2. Every day about 800 people are injured in a drunk-driving crash.
3. Every day in America, another 29 people die as a result of drunk-driving crashes. That’s one person every 50 minutes.
You can easily conclude that underage drinking and driving, is no laughing matter. It can be deadly. Make sure to have honest and open conversations with people about this topic, even if it’s hard. As a result, you may save a life.
What to say to young adults
Having an open and honest conversation about underage drinking and driving doesn’t have to be hard. In fact, you should make young adults feel comfortable that you are only telling them for their own safety. Let them know the dangers that can arise and the consequences that can happen from drinking and driving. Not only are they putting themselves/their friends in danger, but also anyone else on the road. They are also risking jail time! On top of jail time, they can lose their license, experience a multitude of fines, and have community service. It just isn’t worth it.

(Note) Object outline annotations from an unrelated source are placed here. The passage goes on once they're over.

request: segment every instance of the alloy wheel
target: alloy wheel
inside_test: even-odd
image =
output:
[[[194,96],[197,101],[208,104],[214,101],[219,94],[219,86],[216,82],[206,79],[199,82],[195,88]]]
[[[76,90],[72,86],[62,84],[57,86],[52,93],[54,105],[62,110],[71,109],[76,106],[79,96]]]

Make sure if a young adult ever does end up in that situation, they know there are other options. Offer a sober ride. Make sure that they have a ride share app on their phone. Talk about the importance of finding any way to not drink and drive! We can’t stress enough it isn’t worth it!
We hope you enjoyed this blog. Now here is a short story from a previous blog about underage drinking and driving
When I moved to Texas in 1979, everyone in the car could have an open container…even the driver. I thought you’d get a citation if you didn’t drink and drive. We’ve totally evolved since those glory days (or, as some of my friends call them, the R.I.P. days). Eventually, the law changed and only passengers could have an open container (or a road sodie, as they were called). This way, the driver could merely hand their beverage over to a passenger before the officer approached the car…brilliant. I’m sure the laws in the state that I moved here from were no better. In fact, most bars never closed. Which also means they didn’t clean up.
You needed a tetanus shot before you’d go into one of those places. And, as far as underage drinking went, the legal age to drink went from 21 down to 18. Then it went up to 19 for a while and kind of hovered there. Then it eventually went back up to 21. Somewhere in between, I recall the drinking age being around 8 (maybe that was south of the border). People from European countries say they don’t have an underage drinking problem because they don’t “glamorize” drinking like we do here in the states. And their laws are strict and swift. So, would lowering the drinking age make it less attractive to teens? MADD (Mothers Against Drunk Driving) says not. When states had lower legal drinking ages in America, the underage drinking problem was worse. Underage drunk drivers were involved in over twice as many fatal accidents.
A few months ago, there was a rumor going around on the interweb…
(that’s what my dad calls it) that the drinking age was going to be raised to 25. It was apparently just a myth. Kind of like celebrity deaths on the internet. That has to be super creepy to the celebrities themselves. 25 years of age is apparently when the frontal lobe completely develops. Better, more rational, adult decision making comes into play after 25 (hopefully). But not everyone matures at the same pace as others.
According to MADD, more than 25,000 lives have been saved in the U.S. because of the 21 minimum legal drinking age. They claim that the law continues to prevent tragedies and therefore decreases crashes by an estimated 16% and keeps young people safer from many other risks as well (such as alcohol poisoning, and aspiration).
Even after 21, it is encouraged to take a cab or Uber if you have consumed any alcohol. In fact, MADD has teamed up with Uber to encourage this. Uber’s revolutionary app connects users with safe, reliable rides at the touch of a button. Those are rides you can count on, whenever and wherever, so that people never have to get behind the wheel drunk.
After all, the easier it is to get a safe ride, the less likely adults are to drive after drinking.